1.first of all clone this repository
2.create a virtual environmen (optional) and install the requirements.txt
pip install -r requirements.txt
3.download and copy input file from the below into /resource/data/input
https://drive.google.com/file/d/1m4OnasKpLyFhcasSMBv0CuGKF6FFV_-J/view?usp=sharing
Under data_processing application we will be having 6 python files.
BTW lfp stands for large file processing :-)
1.cmd.py - Main file (Here execution starts)
2.config.py - All the environmental variables and default constants are updated here.
3.lfp_method_init.py - Its is store all the abstract methods that were used in the application
4.lfp_method_init_impl.py - It will be having all the implementations of the abstract methods.
5.lfp_serive.py - Its the run function type for this application.
6.log_utils.py - Logs are initialized here.\
-
when the cmd.py is run it triggers the lfp_service which run's the process End to End.
lfp_service creates 1.Log directory - here all the detailed logs are stored.
2.sqlite - it has the database that stores out data in 2 tables.
2.1 product : Its the source data (data copied from csv file)
2.2 product_Agg : This tables will be having 2 columns 1.productName and 2.number of times as
it'srepeated count.\ -
we can see the tables created from your comandline/terminal with steps below.

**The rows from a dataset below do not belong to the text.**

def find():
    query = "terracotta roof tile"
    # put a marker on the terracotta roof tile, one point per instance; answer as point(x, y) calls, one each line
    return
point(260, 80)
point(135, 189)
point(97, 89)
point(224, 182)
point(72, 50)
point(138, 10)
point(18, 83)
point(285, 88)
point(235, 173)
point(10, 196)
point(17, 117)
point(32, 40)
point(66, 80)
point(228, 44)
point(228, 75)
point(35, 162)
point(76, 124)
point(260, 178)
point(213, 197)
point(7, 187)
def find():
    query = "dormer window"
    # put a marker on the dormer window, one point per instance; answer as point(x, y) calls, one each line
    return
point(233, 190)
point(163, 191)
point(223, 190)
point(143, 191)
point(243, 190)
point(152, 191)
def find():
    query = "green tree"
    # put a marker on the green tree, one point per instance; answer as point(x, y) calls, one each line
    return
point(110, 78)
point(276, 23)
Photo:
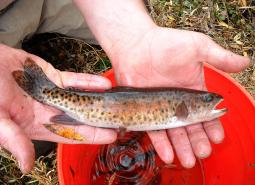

1.open commandprompt/terminal
2.Run sqlite3 <APPLICATION_HOME>large_File_Processor/sqlite/database/test.db
note: Replace APPLICATION_HOME with your project directory.
3.Run
.databases - shows the databases created in that directory. In our case it's the test.db
.tables - shows the tables present in the databases, in our cases it shows 2 tables 1.product and 2.product_Agg.\4.Run the following to see aggregate data.
select * from product_Agg;
output:
Aaron Abbott|1
Aaron Acevedo|1
Aaron Acosta|4
Aaron Adams|6
Aaron Aguilar|1
Aaron Alexander|2
Aaron Allen|5
Aaron Allison|1
Aaron Alvarado|3
Aaron Alvarez|5
5.We can also see the overall time taken and performance either in the console or logsOverall effective learnings from this application is using Oops concepts in very high standards.
- Input file can be read from any external sources like Amazon S3 or Azure blob.
- Databases we can use Snowflake.
- Develop application that can handle more than one dimension.